What would you guys suggest for a handheld marine vhf radio, will be taking it offshore some, but usually not more than 10 mile out.


----------



## Tarponator (Mar 17, 2009)

Mainly for skiff, but will also use it for back up on offshore boat, thanks again.


----------



## Dillusion (May 21, 2012)

I bought a cheapo $40 midland radio for emergencies. You can get them on eBay and amazon.


----------



## fsae99 (Apr 8, 2010)

Are you going offshore in your skiff? If so, then I'd recommend getting one with removable antenna so that you can make up extension. Or test one in your area out to 10 miles and make sure you can hear CG.

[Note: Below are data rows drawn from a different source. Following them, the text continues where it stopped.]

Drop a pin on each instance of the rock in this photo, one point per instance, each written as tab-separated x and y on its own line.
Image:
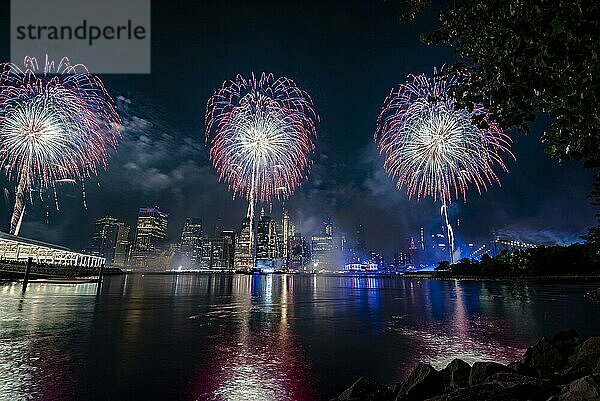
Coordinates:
524	387
521	368
584	361
544	359
585	389
441	397
482	370
566	342
456	374
365	389
480	392
422	383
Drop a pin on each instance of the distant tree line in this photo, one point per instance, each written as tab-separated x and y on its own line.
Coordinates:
575	259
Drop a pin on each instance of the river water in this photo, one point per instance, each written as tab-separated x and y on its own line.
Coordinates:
275	337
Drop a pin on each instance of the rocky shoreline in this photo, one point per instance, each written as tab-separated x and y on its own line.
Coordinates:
565	368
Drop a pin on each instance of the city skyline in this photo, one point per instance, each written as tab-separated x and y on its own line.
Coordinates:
277	246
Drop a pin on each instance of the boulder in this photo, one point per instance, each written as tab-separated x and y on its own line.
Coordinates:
456	374
584	361
543	359
585	389
593	295
482	370
521	368
566	342
365	389
422	383
524	387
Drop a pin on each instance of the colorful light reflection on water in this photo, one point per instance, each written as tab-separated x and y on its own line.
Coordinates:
276	337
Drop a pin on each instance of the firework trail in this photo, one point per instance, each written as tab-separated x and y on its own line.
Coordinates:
433	148
56	123
261	132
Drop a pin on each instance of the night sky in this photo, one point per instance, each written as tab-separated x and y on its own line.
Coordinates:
347	55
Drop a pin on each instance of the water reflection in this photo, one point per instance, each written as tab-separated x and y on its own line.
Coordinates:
277	337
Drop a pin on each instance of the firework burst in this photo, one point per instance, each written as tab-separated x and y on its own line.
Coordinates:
56	123
433	148
261	133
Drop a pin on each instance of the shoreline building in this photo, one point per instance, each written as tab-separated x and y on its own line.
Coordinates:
228	237
299	256
322	251
150	235
266	242
243	248
190	245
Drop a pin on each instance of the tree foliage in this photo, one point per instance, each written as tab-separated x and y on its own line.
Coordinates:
576	259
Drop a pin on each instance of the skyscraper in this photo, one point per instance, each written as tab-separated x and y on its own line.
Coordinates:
151	231
266	242
111	240
212	254
105	238
191	239
285	223
360	247
299	256
122	246
243	257
228	237
322	251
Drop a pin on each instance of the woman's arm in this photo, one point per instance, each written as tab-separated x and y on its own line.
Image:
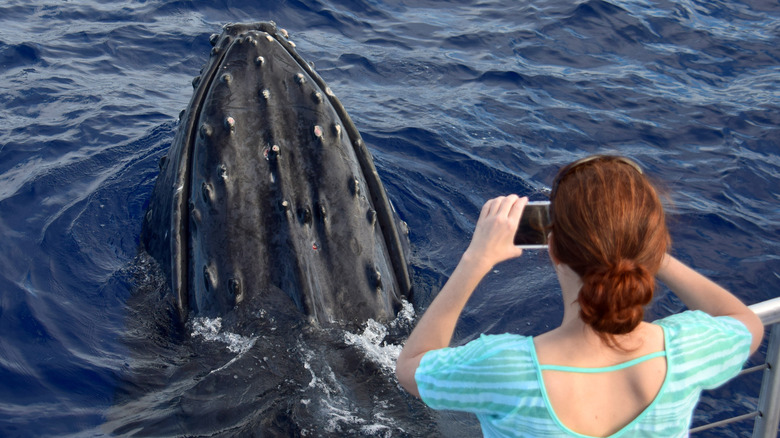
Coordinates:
700	293
492	243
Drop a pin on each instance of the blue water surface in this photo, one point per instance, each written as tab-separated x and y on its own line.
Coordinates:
458	102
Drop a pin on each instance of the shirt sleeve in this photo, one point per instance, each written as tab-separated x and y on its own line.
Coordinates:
484	376
706	351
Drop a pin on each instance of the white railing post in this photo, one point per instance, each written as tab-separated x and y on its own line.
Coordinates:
769	398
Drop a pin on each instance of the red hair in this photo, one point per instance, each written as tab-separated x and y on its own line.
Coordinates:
609	227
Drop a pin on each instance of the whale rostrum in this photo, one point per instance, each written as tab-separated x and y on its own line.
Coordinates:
268	190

Remember it is the height of the antenna that gives range.


----------



## contenderv07 (Jan 31, 2012)

yea I'm in the market for one too... We won't be going too far out


----------



## dawsonwl (Aug 3, 2010)

I am also looking for a portable option just in case my main battery dies on the boat, So who out there has a handheld radio, what model/make is the best? anything we should stay away from?


----------



## cutrunner (Jun 8, 2010)

Imo this is something you dont wanna cheap out on.
Spend $200 for a good icom


----------



## fsae99 (Apr 8, 2010)

Standard Horizon HX 851


----------



## dawsonwl (Aug 3, 2010)

I have heard good things about these 2 brands:
Standard Horizon
Icom


----------